In connection with the above, the Company filed an Issuer Company-Related Action Notification Form with the Financial Industry Regulatory Authority. The Forward Stock Split and the Name Change was implemented by FINRA on March 2, 2021. Our symbol on OTC Markets was INTBD for 20 business days from March 2, 2021 (the Notification Period). Our new CUSIP number is 81728V 102. As a result of the name change, our symbol was changed to SNBH following the Notification Period.
In addition, on January 29, 2021, the Company, merged with and into its wholly owned subsidiary, Sentient Brands Holdings Inc., a Nevada corporation, pursuant to an Agreement and Plan of Merger between Sentient Brands Holdings Inc., a California corporation, and Sentient Brands Holdings Inc., a Nevada corporation. Sentient Brands Holdings Inc., a Nevada corporation, continued as the surviving entity of the migratory merger. Pursuant to the migratory merger, the Company changed its state of incorporation from California to Nevada and each share of its common stock converted into one share of common stock of the surviving entity in the migratory merger. No dissenters rights were exercised by any of the Companys stockholders in connection with the migratory merger.
Following the consummation of the migratory merger, the articles of incorporation and bylaws of the Nevada corporation that was newly-created as a wholly owned subsidiary of the Company became the articles of incorporation and bylaws for the surviving entity in the migratory merger.

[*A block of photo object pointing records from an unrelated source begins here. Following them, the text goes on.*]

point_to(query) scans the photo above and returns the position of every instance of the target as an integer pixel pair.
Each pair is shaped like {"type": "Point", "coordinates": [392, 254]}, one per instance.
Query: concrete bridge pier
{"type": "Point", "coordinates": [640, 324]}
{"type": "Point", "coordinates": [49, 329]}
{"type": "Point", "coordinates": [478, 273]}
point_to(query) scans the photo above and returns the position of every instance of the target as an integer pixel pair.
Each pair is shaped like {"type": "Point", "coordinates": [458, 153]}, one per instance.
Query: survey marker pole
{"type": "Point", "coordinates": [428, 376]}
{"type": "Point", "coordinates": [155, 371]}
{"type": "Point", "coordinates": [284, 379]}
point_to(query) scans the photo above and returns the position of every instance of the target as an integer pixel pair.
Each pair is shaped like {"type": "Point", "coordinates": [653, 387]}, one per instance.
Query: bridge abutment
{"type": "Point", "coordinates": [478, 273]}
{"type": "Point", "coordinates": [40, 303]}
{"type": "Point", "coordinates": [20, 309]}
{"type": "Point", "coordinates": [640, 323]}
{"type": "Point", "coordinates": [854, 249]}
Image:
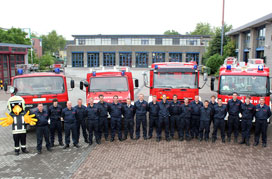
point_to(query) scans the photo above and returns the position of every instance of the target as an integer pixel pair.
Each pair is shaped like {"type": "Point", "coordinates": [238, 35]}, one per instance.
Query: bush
{"type": "Point", "coordinates": [214, 62]}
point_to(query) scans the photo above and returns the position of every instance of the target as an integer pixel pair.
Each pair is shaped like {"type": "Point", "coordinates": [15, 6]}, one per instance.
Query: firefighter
{"type": "Point", "coordinates": [81, 120]}
{"type": "Point", "coordinates": [153, 108]}
{"type": "Point", "coordinates": [186, 111]}
{"type": "Point", "coordinates": [164, 113]}
{"type": "Point", "coordinates": [54, 113]}
{"type": "Point", "coordinates": [141, 108]}
{"type": "Point", "coordinates": [128, 113]}
{"type": "Point", "coordinates": [219, 114]}
{"type": "Point", "coordinates": [248, 112]}
{"type": "Point", "coordinates": [115, 110]}
{"type": "Point", "coordinates": [175, 111]}
{"type": "Point", "coordinates": [18, 119]}
{"type": "Point", "coordinates": [212, 104]}
{"type": "Point", "coordinates": [42, 128]}
{"type": "Point", "coordinates": [234, 109]}
{"type": "Point", "coordinates": [69, 116]}
{"type": "Point", "coordinates": [92, 113]}
{"type": "Point", "coordinates": [195, 120]}
{"type": "Point", "coordinates": [262, 116]}
{"type": "Point", "coordinates": [205, 117]}
{"type": "Point", "coordinates": [103, 117]}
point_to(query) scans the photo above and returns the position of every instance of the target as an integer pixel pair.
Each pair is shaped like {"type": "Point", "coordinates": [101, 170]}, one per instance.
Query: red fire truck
{"type": "Point", "coordinates": [40, 87]}
{"type": "Point", "coordinates": [180, 78]}
{"type": "Point", "coordinates": [109, 82]}
{"type": "Point", "coordinates": [251, 79]}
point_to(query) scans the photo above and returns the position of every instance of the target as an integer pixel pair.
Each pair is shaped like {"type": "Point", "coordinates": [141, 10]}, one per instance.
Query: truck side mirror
{"type": "Point", "coordinates": [5, 86]}
{"type": "Point", "coordinates": [136, 83]}
{"type": "Point", "coordinates": [81, 85]}
{"type": "Point", "coordinates": [72, 84]}
{"type": "Point", "coordinates": [212, 83]}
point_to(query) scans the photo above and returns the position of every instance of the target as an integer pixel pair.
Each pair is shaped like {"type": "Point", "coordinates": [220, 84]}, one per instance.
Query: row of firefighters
{"type": "Point", "coordinates": [192, 120]}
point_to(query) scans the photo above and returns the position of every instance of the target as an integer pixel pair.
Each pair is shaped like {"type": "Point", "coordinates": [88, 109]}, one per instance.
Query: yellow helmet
{"type": "Point", "coordinates": [16, 100]}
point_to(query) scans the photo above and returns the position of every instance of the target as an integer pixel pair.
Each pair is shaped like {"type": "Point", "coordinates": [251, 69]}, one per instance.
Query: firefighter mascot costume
{"type": "Point", "coordinates": [18, 118]}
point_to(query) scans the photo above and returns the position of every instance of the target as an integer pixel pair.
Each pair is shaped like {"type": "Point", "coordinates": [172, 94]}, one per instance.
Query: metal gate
{"type": "Point", "coordinates": [109, 59]}
{"type": "Point", "coordinates": [142, 59]}
{"type": "Point", "coordinates": [125, 59]}
{"type": "Point", "coordinates": [93, 59]}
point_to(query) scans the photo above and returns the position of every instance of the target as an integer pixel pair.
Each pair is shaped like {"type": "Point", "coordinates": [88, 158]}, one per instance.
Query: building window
{"type": "Point", "coordinates": [175, 57]}
{"type": "Point", "coordinates": [77, 59]}
{"type": "Point", "coordinates": [193, 56]}
{"type": "Point", "coordinates": [176, 41]}
{"type": "Point", "coordinates": [93, 59]}
{"type": "Point", "coordinates": [109, 58]}
{"type": "Point", "coordinates": [125, 59]}
{"type": "Point", "coordinates": [158, 57]}
{"type": "Point", "coordinates": [158, 41]}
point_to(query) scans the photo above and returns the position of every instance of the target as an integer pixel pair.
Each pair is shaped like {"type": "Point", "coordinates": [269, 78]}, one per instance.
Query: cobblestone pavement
{"type": "Point", "coordinates": [133, 159]}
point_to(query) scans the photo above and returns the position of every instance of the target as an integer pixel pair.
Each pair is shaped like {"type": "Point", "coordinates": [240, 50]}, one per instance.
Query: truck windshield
{"type": "Point", "coordinates": [175, 80]}
{"type": "Point", "coordinates": [244, 85]}
{"type": "Point", "coordinates": [39, 85]}
{"type": "Point", "coordinates": [108, 84]}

The foregoing information is a summary of each of the matters described above, is not complete, and is qualified in its entirety by reference to the full text of the exhibits, each of which is attached an exhibit to this Form 10-K Annual Report. Readers should review those exhibits for a complete understanding of the terms and conditions associated with this matter.
The company has evaluated subsequent events for recognition and disclosure through April 15, 2020 which is the date the financial statements were available to be issued. No other matters were identified affecting the accompanying financial statements and related disclosures.